The Importance of Service-Oriented Architecture


By Clive Finkelstein

Web services technology has now advanced so that functions within existing application programs and suites - as well as functions within ERP (enterprise resource planning, CRM (customer relationship management), SCM (supply chain management) and other packages - can be easily and reliably published to an intranet or the Internet for remote execution using SOAP, WSDL and UDDI. But what has been missing until now is an automated way to invoke available Web services based on business rules. This technology is now becoming available with business process management languages and tools.

Until now, the term "service-oriented architecture" (SOA) has been synonymous with "Web services." I use SOA more precisely: to invoke Web services using business process management tools and languages. This is an important distinction. SOA is expected to make a significant contribution to the future of systems development technologies as indicated in the following paragraphs.

Before SOA, systems development used workflow diagrams or systems flowcharts that were drawn and then printed so that relevant business logic could be coded by hand. These manually coded programs were laboriously tested and eventually deployed for execution. With SOA using business process management tools, this manual coding and testing step is bypassed. Instead, the diagrams are tested for correct logical execution using simulation methods. Once correct, these diagrams are then automatically generated as XML-based business process management languages for immediate execution.

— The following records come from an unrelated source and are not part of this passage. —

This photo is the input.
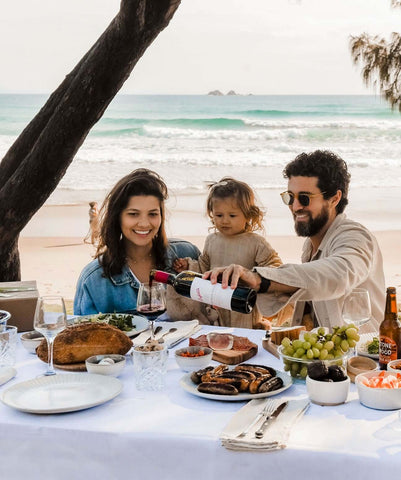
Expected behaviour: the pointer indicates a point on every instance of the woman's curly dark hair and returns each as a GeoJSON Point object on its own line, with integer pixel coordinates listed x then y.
{"type": "Point", "coordinates": [110, 250]}
{"type": "Point", "coordinates": [329, 168]}
{"type": "Point", "coordinates": [245, 198]}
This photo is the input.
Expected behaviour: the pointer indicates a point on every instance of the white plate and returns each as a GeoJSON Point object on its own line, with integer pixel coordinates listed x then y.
{"type": "Point", "coordinates": [366, 338]}
{"type": "Point", "coordinates": [141, 323]}
{"type": "Point", "coordinates": [61, 393]}
{"type": "Point", "coordinates": [6, 374]}
{"type": "Point", "coordinates": [188, 385]}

This business process management technology is a major advance in the productivity of systems development; it is as significant as the development of high-level language compilers in the late 1950s. It becomes easy to invoke Web services anywhere in the world and to execute them based on business rules. When these rules do change, the relevant logic in the diagrams is changed: these diagrams are then automatically regenerated. This promises to totally transform the way we build systems in the future from slow, error-prone manual coding to an automated discipline. It will enable enterprises to implement changed business rules in minutes or hours, rather than in months or years. Enterprises will then be able to change direction rapidly.